We’ve been busy bringing the new version of the website up to speed, but that doesn’t mean we’re not cooking! Today I got a heaping helping of help from Moosewood Restaurant’s book Simple Suppers. For our readers in the Springdell Winter CSA, this dish uses 6 ingredients that were in pickup #4. That’s some yummy one-stop shopping! The original recipe does not call for a red or purple cabbage, but having just tested this out, it works great, and provides quite the color!Here are your ingredients:
- 1 tablespoon grated ginger
- 2 cloves minced garlic
- 1/4 to 1/2 teaspoon cayenne pepper
- 1 tablespoon vegetable oil
- 1 1/2 cups chopped onions
- 1/2 teaspoon salt
- 2 1/2 cups chopped cabbage (I used purple)

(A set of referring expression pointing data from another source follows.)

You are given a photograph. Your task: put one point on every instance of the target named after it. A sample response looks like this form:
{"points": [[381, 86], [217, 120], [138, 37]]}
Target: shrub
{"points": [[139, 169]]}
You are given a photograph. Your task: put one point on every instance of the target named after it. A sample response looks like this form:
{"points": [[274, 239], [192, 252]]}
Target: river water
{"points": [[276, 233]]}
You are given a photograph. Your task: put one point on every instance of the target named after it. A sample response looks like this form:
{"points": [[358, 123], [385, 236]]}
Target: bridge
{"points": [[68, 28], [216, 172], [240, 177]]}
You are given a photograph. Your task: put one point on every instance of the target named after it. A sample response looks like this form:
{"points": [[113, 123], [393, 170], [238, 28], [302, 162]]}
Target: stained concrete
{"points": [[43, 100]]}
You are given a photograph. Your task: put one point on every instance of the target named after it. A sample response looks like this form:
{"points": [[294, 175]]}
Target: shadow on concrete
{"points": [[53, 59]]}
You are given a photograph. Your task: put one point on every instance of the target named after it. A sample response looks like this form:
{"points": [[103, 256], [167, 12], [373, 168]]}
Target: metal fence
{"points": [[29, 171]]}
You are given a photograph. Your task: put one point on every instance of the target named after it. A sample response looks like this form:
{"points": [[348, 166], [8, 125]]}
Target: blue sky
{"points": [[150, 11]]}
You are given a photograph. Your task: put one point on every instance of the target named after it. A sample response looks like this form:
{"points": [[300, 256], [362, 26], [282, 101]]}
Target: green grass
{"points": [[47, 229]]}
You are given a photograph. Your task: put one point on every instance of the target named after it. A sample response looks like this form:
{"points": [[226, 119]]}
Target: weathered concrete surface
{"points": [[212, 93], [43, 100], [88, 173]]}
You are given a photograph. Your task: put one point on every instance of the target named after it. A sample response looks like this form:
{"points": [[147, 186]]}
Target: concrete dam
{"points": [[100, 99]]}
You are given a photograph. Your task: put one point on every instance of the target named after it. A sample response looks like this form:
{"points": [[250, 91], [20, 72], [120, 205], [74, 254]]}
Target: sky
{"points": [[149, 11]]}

- 2 1/2 cups diced sweet potatoes (I scrubbed the peels and left them on, the skin is nutritious!)
- 4 cups of vegetable broth
- 1/2 cup peanut butter (smooth and natural)
- 1 cup chopped tomatoes
- 1 tablespoon soy sauce (I’m just realizing I accidentally left this out of the recipe and didn’t miss it)
Garnish with your choice of:
- bean sprouts
- chopped cilantro
- scallions
- mint
- Thai basil
Thanks again to Moosewood Restaurant for the assist, and I hope you enjoy this one as much as we did!